大手の会社のファンドオブファンズって、なんというか、関係が“なあなあ”になることが多いんですよ。ファンドとはいえ、中には人間がいるわけだからビジネスだったとしても、どうしても“甘えた”関係になってしまうことがある。そこに関して当社は、“なあなあ”は一切なしで、本当に僕らと理念を共有できる相手としか仕事をしないって決めてやってきたんです。そこができなくなっていると判断すれば“規律”を大事にしてきちんと入れ替えをしていく。

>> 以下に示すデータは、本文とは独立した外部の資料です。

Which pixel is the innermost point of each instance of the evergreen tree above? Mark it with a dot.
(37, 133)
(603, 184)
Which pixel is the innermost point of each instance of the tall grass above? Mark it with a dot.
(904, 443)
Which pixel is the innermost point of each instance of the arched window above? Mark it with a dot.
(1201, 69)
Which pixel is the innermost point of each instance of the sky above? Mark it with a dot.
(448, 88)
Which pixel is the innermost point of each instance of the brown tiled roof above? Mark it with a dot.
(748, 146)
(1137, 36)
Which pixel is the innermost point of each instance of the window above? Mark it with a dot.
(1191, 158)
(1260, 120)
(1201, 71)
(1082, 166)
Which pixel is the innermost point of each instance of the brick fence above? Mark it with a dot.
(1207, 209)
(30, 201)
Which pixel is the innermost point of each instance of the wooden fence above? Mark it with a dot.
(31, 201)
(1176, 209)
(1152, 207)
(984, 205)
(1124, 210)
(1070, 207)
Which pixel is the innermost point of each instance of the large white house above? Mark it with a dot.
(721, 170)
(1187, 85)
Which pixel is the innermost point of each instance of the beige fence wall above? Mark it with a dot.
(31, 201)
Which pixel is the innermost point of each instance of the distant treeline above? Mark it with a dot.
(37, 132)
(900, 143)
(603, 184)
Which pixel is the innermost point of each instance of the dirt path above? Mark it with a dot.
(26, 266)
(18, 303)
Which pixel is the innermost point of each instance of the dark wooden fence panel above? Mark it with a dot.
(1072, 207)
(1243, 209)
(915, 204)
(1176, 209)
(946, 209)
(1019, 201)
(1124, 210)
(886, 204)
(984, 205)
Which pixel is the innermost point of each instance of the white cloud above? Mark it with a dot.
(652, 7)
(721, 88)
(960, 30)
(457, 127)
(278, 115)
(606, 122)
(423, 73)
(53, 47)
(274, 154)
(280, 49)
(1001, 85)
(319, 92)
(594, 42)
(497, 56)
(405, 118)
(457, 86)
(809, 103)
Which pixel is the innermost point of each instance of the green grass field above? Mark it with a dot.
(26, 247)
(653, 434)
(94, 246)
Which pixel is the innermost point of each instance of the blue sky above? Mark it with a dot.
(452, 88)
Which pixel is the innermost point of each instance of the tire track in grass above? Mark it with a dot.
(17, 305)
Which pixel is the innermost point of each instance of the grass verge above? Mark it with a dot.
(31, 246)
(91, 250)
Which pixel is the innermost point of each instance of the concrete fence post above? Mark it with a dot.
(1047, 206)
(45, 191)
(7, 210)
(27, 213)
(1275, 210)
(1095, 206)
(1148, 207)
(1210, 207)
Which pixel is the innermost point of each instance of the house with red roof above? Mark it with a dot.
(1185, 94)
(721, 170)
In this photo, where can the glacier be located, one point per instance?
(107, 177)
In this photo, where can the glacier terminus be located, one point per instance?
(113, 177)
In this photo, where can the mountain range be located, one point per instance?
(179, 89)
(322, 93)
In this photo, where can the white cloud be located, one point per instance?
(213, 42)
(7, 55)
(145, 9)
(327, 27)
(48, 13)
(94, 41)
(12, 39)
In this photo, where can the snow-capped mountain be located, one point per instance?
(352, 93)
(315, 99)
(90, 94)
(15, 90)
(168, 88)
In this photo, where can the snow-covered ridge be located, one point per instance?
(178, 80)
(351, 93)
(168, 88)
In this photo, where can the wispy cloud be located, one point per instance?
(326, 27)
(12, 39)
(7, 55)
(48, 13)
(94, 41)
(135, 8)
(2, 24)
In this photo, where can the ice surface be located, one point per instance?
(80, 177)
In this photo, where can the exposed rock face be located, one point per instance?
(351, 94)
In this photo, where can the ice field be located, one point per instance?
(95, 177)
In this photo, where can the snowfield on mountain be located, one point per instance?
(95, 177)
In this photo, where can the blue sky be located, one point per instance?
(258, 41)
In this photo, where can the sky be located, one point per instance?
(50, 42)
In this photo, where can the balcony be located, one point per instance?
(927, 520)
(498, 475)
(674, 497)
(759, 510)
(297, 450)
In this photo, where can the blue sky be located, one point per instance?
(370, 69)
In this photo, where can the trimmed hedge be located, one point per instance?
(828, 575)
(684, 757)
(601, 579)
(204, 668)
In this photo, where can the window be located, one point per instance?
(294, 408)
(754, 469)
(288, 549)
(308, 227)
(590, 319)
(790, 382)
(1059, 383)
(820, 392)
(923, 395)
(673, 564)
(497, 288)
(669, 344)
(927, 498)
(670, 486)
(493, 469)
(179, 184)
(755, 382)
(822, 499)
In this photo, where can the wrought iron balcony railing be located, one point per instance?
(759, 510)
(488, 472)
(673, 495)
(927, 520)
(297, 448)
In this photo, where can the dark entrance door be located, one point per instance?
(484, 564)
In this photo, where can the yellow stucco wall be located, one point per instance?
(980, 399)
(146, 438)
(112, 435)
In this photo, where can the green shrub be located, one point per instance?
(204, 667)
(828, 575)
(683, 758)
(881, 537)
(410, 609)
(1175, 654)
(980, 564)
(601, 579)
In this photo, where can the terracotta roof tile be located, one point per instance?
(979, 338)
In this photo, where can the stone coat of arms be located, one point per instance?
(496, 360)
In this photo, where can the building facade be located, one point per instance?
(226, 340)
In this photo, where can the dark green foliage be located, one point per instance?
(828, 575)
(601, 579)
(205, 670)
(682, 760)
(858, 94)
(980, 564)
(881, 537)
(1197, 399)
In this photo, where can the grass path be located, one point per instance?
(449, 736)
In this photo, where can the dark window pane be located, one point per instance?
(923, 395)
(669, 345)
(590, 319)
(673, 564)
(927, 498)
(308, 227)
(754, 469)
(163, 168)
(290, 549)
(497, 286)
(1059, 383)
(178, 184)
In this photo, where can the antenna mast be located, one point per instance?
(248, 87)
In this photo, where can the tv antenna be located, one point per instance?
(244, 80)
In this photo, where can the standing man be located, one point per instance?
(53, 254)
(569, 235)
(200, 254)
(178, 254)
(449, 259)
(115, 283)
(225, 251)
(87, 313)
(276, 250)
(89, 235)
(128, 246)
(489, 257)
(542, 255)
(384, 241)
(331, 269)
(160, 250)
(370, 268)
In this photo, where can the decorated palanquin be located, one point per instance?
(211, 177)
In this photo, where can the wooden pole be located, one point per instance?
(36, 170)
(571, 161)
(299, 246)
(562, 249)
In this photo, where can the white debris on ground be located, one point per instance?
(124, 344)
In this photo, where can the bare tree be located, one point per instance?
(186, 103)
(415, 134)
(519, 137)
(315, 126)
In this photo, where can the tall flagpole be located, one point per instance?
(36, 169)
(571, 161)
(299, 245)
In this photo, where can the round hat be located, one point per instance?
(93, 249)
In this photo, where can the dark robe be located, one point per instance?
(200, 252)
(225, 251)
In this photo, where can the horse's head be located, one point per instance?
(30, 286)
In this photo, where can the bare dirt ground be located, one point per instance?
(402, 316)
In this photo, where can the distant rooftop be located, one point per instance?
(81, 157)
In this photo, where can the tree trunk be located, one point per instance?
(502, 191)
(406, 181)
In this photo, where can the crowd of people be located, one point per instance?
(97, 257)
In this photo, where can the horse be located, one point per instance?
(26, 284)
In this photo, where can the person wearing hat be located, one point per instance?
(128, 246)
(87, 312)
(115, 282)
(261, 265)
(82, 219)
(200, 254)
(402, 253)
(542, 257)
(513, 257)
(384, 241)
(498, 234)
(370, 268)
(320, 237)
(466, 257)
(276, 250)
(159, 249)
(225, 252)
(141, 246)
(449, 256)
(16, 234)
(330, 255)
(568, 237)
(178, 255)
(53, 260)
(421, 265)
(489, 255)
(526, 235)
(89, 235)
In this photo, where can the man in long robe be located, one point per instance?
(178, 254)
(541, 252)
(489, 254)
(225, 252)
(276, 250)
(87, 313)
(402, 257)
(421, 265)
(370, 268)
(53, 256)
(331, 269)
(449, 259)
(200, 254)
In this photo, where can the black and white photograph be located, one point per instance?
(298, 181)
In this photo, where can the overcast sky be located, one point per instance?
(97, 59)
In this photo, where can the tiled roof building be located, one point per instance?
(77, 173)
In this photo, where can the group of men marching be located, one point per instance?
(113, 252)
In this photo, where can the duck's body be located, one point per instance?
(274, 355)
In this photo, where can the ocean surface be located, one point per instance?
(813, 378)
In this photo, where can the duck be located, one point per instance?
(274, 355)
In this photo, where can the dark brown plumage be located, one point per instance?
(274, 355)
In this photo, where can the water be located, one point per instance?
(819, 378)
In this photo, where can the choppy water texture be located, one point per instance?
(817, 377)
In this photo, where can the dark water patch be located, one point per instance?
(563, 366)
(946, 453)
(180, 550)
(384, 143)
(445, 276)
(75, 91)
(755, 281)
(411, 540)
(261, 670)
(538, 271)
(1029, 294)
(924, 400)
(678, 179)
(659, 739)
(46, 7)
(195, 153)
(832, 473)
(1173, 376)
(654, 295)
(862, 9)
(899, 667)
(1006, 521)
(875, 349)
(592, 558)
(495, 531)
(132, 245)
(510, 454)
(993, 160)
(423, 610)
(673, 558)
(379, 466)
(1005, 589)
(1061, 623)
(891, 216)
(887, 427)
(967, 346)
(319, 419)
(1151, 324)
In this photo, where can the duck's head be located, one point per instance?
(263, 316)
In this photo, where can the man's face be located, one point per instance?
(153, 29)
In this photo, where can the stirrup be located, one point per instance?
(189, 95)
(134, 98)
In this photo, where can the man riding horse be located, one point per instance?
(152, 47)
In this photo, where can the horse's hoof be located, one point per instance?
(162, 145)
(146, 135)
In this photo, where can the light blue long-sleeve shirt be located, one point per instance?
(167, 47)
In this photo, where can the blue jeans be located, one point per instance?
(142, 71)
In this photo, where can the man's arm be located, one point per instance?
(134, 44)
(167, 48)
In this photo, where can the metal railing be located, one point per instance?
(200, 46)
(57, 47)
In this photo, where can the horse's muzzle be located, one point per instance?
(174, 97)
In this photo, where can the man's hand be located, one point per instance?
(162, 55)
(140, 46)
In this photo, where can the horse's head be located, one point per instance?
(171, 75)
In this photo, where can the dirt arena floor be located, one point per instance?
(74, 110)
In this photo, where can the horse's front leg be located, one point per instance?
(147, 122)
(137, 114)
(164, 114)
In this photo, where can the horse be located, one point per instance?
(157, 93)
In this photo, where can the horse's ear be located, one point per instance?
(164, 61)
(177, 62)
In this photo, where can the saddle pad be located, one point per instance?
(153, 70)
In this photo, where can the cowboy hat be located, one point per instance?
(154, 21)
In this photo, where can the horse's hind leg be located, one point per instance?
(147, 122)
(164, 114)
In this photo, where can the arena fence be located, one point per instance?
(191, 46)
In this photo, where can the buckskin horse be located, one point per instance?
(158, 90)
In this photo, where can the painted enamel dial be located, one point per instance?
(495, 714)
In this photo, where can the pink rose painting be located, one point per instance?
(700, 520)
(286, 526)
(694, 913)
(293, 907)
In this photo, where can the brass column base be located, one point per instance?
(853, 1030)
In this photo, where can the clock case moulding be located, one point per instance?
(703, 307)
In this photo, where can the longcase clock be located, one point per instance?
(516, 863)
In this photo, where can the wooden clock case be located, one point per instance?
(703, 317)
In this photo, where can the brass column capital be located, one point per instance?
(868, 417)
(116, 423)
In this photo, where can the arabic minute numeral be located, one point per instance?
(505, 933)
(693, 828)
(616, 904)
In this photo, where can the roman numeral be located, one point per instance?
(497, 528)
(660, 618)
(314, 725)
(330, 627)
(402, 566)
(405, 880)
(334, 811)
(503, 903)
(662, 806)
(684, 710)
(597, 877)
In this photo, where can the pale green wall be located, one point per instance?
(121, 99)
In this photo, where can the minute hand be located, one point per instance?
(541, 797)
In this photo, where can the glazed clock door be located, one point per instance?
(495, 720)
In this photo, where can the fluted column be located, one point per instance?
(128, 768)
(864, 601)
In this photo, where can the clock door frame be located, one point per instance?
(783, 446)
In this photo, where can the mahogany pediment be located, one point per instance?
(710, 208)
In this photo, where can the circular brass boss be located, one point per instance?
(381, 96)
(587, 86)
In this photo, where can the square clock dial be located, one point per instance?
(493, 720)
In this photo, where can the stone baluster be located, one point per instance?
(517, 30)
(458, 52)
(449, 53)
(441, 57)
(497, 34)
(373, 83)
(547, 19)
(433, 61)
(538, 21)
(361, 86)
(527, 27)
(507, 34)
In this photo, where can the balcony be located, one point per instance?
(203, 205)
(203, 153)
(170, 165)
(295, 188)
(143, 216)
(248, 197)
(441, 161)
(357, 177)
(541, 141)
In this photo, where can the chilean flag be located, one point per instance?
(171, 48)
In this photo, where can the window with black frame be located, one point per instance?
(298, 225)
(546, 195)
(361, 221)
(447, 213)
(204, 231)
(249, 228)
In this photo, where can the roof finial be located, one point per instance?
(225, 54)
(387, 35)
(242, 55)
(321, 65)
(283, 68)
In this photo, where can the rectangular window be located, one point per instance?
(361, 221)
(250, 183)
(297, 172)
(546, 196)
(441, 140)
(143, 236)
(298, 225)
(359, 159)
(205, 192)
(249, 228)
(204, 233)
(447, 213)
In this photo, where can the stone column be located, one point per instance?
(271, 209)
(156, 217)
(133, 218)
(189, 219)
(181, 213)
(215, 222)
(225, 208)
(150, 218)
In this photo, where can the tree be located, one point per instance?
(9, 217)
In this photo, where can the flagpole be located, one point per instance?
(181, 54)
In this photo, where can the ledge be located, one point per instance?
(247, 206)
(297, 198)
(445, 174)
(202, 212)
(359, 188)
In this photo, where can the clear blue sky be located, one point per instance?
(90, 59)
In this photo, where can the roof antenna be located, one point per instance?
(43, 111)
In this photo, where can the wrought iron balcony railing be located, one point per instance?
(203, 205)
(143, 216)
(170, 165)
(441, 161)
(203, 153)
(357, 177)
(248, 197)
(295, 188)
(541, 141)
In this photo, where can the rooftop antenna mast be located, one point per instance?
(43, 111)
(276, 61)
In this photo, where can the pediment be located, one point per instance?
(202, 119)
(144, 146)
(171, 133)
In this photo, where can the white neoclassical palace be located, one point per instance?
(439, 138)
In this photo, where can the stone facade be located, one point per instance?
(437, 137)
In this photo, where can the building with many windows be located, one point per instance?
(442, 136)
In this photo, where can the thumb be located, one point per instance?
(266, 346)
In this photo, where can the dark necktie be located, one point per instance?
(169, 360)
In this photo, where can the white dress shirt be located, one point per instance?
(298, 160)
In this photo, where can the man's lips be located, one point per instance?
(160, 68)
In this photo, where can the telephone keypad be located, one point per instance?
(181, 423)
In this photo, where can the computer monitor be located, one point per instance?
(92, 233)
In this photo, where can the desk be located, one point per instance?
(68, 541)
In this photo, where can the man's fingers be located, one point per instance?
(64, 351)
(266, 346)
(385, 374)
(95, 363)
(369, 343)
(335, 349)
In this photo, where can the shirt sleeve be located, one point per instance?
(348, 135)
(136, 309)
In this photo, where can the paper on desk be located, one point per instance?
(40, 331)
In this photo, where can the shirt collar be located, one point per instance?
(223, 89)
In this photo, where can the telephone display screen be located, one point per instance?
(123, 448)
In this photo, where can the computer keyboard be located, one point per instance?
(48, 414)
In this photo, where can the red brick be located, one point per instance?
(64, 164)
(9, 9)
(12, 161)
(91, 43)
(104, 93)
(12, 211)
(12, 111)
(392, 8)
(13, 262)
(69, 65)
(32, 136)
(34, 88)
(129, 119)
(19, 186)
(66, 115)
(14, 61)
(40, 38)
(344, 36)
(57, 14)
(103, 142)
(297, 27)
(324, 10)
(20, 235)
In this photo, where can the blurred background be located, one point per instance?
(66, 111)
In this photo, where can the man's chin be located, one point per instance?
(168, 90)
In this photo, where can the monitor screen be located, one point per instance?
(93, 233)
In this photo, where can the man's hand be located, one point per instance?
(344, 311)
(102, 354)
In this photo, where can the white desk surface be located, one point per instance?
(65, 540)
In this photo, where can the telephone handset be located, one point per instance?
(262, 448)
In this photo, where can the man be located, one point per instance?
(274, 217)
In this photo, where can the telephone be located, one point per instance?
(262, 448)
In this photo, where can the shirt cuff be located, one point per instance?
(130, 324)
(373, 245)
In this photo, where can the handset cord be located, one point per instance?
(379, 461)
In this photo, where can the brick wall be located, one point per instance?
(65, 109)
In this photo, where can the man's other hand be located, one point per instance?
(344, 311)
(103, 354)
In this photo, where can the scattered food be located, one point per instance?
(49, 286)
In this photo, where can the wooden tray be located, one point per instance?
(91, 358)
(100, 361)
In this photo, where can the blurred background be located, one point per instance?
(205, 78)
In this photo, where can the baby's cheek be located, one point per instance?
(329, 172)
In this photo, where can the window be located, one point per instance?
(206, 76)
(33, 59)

厳しくはあるんだけど、そうやってきたのが正解でしたね。プロができて、普通の人にはできない仕事というのが“規律を守る”ということだと思うんです。

仲木:

“規律を守る”あーなるほど!良いメッセージです。

中野さん:

僕らも、多分自分のためのものだったらやらないんですよ。「まあいっか」って妥協しちゃう。でも大事な大事な生活者・お客さまのお金を預かっているから、プロの仕事をしてるから、規律が守れる。こういうちょっとした違いを皆さんには知っていただきたい。

仲木:

確かにここの違いは大きい。

中野さん:

それは僕らが偉いんじゃなくて、仕事としてやっているからできることなんです。

運用というプロの仕事をしている中で、ちゃんと“規律”を守ることができるか、それが運用会社の価値なんですよ。逆に言うと、プロなのに規律を守れないっていうファンドもいっぱいあります。だから、僕らとしては、そういうファンドとセゾン投信の違いを皆さんに感じていただけたら嬉しいんです。

仲木:

“規律を守る”からこそ、グロバラも達人ファンドも、良いファンドであり続けることができる。セゾン投信のメンバーがこの先入れ替わったとしても。

中野さん:

そうですね、この文化がきちんと守られていれば、良いファンドで居続けられると思う。

仲木:

100年続くような長寿ファンドになるには、文化の継承がポイントだと。

中野さん:

独立系の運用会社はみんな、ずっと続くファンドを目指していますよね。その目標を達成するためには、やっぱり規律を守る文化が継続されているかどうかが大事だと思いますね。